# How simple is it to adopt



## DannyRDG (Jul 26, 2011)

I plan on retiring to the Philippines within the next 5 years or so. Myself and my asawa found each other again after some 24 years. Alas, slightly to old to be having children of our own. Having visited the country a few times since getting back together, and seeing the poverty and homeless kids on the street, I would to be able to save one child and give them a loving home, meal on the table and an education. Basically, give someone a chance to have a life!

How easy is to adopt? To get all the correct papers and sort them a passport?

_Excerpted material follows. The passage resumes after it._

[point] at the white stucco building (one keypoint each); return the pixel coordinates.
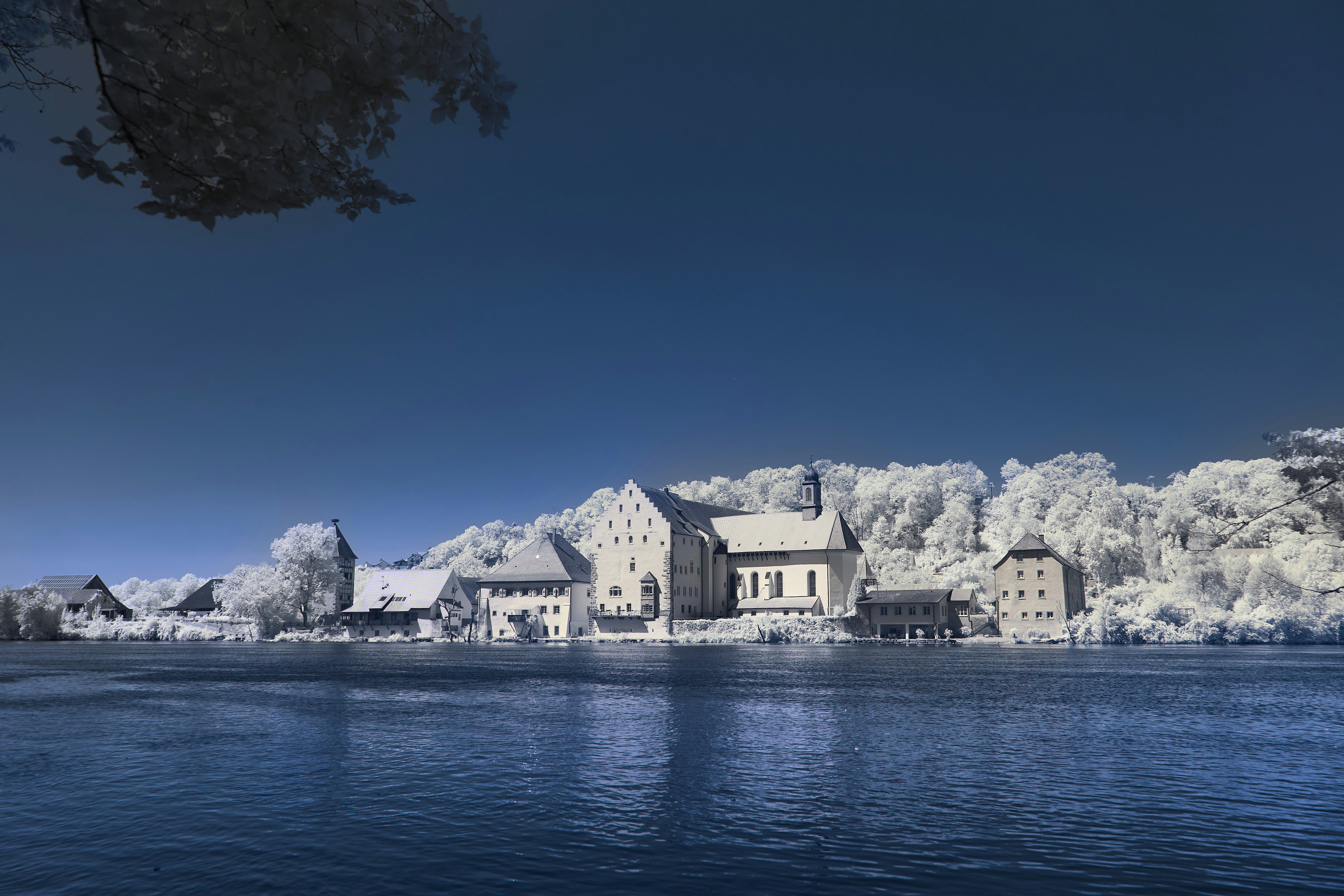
(661, 558)
(542, 592)
(412, 604)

Help and advice greatly appreciated!


----------



## Asian Spirit (Mar 1, 2010)

DannyRDG said:


> I plan on retiring to the Philippines within the next 5 years or so. Myself and my asawa found each other again after some 24 years. Alas, slightly to old to be having children of our own. Having visited the country a few times since getting back together, and seeing the poverty and homeless kids on the street, I would to be able to save one child and give them a loving home, meal on the table and an education. Basically, give someone a chance to have a life!
> 
> How easy is to adopt? To get all the correct papers and sort them a passport?
> 
> Help and advice greatly appreciated!


Hi Danny,

We share the same thoughts and concerns for kids. We have four that really keep us busy. Doing it the way you are thinking of is a pretty simple thing here. Problems begin when trying to get them out of here. Passports and legal issues are magnified in a place like this.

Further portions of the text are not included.